Black suited and helmeted, within their inclusive Field Generation units, I had not been able to sense their approach- nor had the Palag. They had no hint that they had been encircled until the blades were falling upon them and they had nowhere to turn, every avenue blocked and the numbers overwhelmingly now against them.

Before it was too late, I singled out a Palag cut off and alone in the far corner of the room.  Suddenly without anyone to fight, it looked around wildly, seeking a way out; before it could act I leaped upon it, striking out at it with both blades, but tempering my attack to a velocity it could match.
As I attacked it with my steel, I sent a second attack, a telepathic attack, crashing against its unsuspecting mind.

Shocked, it tried to rebuff me, all of its concentration suddenly diverted to the siege laid to its mind and its weapon falling from nerveless fingers.
I could have chopped off its head, had I wanted, but I wanted control of its head, not its decapitation. I was more prepared this time. My experience with the Palag whose remains had etched the concrete just outside these walls had taught me all I needed to know and I slapped aside her defenses quickly and pulled myself into her mind.  It was a violation worse than any other imaginable and she fought with all her might.

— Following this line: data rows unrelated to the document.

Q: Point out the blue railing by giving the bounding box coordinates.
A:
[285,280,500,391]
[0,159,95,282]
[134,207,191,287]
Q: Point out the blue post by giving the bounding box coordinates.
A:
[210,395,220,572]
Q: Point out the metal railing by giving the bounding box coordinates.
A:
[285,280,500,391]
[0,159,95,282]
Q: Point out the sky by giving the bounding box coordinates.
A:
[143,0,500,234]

There was nothing she could do.
I had her. While I held her, the rest were slaughtered.

 

Chapter 28

 

The Palag was a clone and younger than Brid. This was what struck me first. A child, nearly a newborn, caught in a conflict not of her own making. The Palag were hardly different from Humans or Vampires, when all else was considered, this Palag caught in the same racial struggle as the rest of us.  The cause each species claimed may have been different, but she was stuck doing what she was ordered, what she thought they had to do and what Fate had dictated. Whatever her reasons, they had been forced upon her the same as we are now forced upon our own course.  She did as she must, the same as we, except that we are on different sides of the conflict.

I had supposed correctly.
The Explorers, I now saw that they called themselves, had created a large batch of Juveniles in an attempt to deal with what they saw as a rising insurrection among the aborigines of their colony world.